Consider the followng code
#include <iostream>
#include <functional>
using namespace std;
inline void readandrun(function<void(int)> callback) {
int i;
i = 1;
callback(i);
}
int main(int argc, char *argv[])
{
#ifdef LAMBDA
readandrun([](int i){ printf("the read number is: %d\n",i);});
#else
int i;
i = 1;
printf("the read number is: %d\n",i);
#endif
return 0;
}
Compiling with
g++ -DLAMBDA -O2 -std=c++17 -S test.cpp -o test_long.S
Yields code involving jumps while
g++ -O2 -std=c++17 -S test.cpp -o test_short.S
Does not. Which kind of makes sense but is it possible to tell the compiler to inline the lambda argument since it's known at compile time? I would be willing to switch compilers but for completeness:
$ g++ --version
Configured with: --prefix=/Library/Developer/CommandLineTools/usr --with-gxx-include-dir=/usr/include/c++/4.2.1
Apple LLVM version 10.0.1 (clang-1001.0.46.4)
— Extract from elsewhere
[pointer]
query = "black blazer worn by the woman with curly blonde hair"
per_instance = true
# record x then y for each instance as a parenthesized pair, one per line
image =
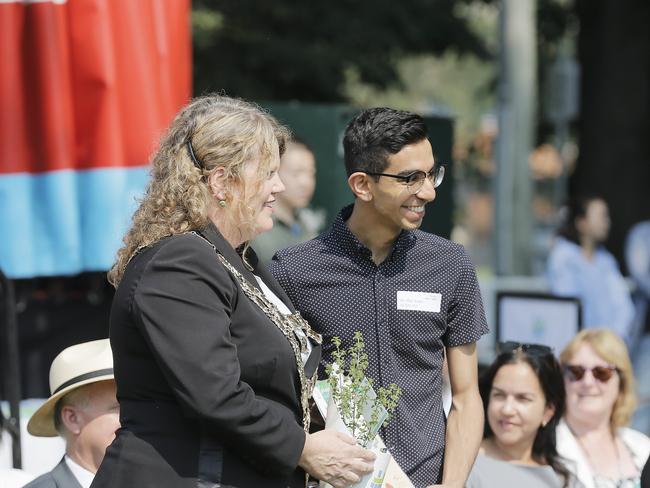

Target: x86_64-apple-darwin18.7.0
Thread model: posix
InstalledDir: /Library/Developer/CommandLineTools/usr/bin
If you can allow to take function pointer instead of std::function as your argument, you can make your function constexpr:
constexpr void readandrun(void(*callback)(int)) {
int i = 1; // can't use uninitialized variables in constexpr function
callback(i);
}
Note that only non-capturing lambdas can be converted to function pointers. For capturing lambdas see Fureeish's answer. Also, constexpr functions have some limitations, but on the other hand compiler will execute them at compile time if possible.